Laura began to explore the textiles that had been involved in the Colombian war. She made a surprising discovery: the armed groups, government-backed and not, dressed in the same fabric. The cotton weave, known as rip stop, had lightweight qualities ideal for hot climates and a resistance to cold humidity.

“The uniforms of the different armed groups were made with the same fiber. I then considered how to turn that material into a metaphor of territory for unification, how to unite opposites around a fabric that had been the emblematic sign of the war and turn it into something beautiful, appetizing,” explains the designer, who found herself with an immense amount of camouflaged fabrics that had been discarded because of imperfections.

The designar Laura Laurens alters a dress during a runway show in 2019.
The designar Laura Laurens alters a dress during a runway show in 2019. David Sierra (RR.SS.)
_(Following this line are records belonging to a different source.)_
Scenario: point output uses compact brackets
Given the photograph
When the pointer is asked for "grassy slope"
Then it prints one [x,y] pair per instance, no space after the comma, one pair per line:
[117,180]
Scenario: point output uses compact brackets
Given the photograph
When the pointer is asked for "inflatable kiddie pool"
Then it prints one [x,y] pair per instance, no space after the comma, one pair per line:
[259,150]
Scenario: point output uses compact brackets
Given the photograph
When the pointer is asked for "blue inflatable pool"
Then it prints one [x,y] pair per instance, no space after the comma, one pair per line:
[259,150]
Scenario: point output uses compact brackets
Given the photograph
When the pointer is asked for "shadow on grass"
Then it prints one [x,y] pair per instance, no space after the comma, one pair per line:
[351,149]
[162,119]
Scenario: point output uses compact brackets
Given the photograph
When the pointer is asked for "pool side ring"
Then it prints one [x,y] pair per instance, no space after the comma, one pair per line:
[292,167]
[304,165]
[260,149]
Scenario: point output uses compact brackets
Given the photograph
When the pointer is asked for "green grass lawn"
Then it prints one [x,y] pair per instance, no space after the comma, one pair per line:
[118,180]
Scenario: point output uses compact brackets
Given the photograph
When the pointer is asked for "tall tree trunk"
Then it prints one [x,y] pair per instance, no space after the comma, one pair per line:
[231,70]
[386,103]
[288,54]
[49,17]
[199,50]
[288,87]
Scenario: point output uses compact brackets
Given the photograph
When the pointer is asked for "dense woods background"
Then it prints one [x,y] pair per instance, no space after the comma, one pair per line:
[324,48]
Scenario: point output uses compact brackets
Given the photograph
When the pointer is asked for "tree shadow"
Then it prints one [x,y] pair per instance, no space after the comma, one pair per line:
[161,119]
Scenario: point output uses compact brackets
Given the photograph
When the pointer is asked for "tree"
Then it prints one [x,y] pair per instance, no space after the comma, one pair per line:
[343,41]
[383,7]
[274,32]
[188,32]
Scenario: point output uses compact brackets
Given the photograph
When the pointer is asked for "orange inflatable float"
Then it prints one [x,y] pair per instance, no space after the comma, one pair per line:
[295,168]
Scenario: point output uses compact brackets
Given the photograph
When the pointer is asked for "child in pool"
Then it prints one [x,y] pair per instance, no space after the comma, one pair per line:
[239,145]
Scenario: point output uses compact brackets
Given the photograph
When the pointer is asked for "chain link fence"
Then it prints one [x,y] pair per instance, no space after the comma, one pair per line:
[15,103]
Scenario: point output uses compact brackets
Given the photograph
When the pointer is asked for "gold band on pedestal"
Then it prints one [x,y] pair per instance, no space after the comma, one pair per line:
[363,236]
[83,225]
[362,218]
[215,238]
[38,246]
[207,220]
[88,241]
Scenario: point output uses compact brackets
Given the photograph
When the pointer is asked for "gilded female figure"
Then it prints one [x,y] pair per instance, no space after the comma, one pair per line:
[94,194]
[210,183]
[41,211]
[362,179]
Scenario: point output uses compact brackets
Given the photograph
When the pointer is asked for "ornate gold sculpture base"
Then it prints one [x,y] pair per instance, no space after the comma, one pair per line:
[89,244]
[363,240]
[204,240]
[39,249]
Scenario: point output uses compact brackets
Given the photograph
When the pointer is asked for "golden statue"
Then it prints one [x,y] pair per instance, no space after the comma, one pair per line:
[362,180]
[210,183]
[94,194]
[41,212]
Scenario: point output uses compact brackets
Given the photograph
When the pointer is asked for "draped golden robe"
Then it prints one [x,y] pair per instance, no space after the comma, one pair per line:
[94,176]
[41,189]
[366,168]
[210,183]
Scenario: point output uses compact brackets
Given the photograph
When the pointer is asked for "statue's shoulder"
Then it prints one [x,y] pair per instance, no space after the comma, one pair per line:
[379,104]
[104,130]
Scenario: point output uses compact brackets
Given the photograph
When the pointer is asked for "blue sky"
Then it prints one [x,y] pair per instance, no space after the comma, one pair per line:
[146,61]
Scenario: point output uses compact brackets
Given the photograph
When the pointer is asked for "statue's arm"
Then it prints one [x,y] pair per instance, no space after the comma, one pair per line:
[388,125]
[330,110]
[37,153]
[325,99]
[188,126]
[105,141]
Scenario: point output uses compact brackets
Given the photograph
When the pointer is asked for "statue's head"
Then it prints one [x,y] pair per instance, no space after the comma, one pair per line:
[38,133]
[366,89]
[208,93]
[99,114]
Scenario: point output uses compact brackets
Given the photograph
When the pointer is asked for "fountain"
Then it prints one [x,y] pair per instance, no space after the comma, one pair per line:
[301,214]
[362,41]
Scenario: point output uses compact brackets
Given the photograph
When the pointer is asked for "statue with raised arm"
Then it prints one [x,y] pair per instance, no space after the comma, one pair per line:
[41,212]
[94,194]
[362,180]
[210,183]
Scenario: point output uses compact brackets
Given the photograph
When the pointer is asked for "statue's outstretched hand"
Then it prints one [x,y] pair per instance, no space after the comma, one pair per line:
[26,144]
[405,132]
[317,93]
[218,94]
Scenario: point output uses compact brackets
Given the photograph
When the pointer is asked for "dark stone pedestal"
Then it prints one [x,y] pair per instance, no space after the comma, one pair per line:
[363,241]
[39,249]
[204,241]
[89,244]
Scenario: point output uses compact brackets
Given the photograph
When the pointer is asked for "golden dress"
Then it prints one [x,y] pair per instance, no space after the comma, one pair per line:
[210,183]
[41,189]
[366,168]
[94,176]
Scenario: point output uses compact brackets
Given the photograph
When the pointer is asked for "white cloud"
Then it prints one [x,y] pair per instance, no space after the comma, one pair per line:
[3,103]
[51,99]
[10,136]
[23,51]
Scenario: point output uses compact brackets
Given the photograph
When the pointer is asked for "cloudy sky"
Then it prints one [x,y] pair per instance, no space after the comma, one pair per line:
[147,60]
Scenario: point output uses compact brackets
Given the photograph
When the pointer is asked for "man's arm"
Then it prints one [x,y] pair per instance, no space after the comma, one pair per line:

“I started working with these stock fabrics and transforming them by diluting the greens, deliberating showing off the the tears and wear on some pieces, using traditional camouflage, but adding brushstrokes of gold and giving them elegant shapes that would be unthinkable with this type of fabric,” explains Laurens. She called the material “the new denim,” and she turned it into the base of the deconstructed asymmetrical dresses that appealed to clients the world over.

In her collection Green Military, the greenness of the material typically used for camping tents contrasted with gradients and layered skirts. In Camouflage, the pattern became parka-like jackets with denim patches. For the Rotter Flowers collection, women artisans from the Colombian Pacific worked draping the military fabrics dyed and intervened by the designer, turning them into a garden of roses. Since then, Laurens has worked with artisans for all of her collections, “with their knowledge, helping to recover the fabric.”

“For me, sustainability work is not only about taking advantage of what already exists, but also about exploring how social processes are integrated, using the visibility of fashion to reveal unknown realities and create community projects. Without social justice, there is no environmental justice,” says Laurens.

Her project is not the only one with an interest in reusing the enormous wave of fabrics that come from military uniforms. In 2019, the NGO Transformador, headed by Lorena Mejía and Iván Sánchez, led a project that sought to provide a creative and ecological outlet for the more than 360,000 uniforms that the Colombian police were obliged to switch out every 12 months.

A dress made from recycled military clothing, the work of designer Laura Laurens.
A dress made from recycled military clothing, the work of designer Laura Laurens. Camilo Echeverri

“Each year, with many of the uniforms still in perfect condition, a volume of approximately one million tons of fabric [is discarded]. All of that went to landfills or became, in its best version for reuse, kitchen rags for police stations,” explains Mejía, who tried to create a complex mechanism so that the uniforms could be collected, their logos and brands expunged, to become raw material for, for example, new bags for the police.

Although the logistics behind this idea became more complicated, given the strict guidelines around transporting and using the fabrics, the NGO struck a chord with 17 renowned designers who demonstrated how these fabrics, once seen as waste, contained the potential to become valuable new fashion items. “In part, we seek to knock down the stigma that things created with reused materials have a certain look or cannot become beautiful and desirable garments,” explains Mejía.

That is just one of the paradigms that Laurens has challenged over the years. “When one is faced with a material like this – a bit rough, far from the ideals of elegance, a bit imperfect, often worn out— it is difficult to imagine how it can create interesting contemporary dresses and that can have success in different markets. But that is the challenge that we face more and more, to give a new life to what we have at hand and turn the ordinary into something extraordinary,” concludes the designer. She hopes that now, with an environment more respectful of the peace agreements in Colombia, she can work with the government on another scale to use and transform the uniforms that officials discard.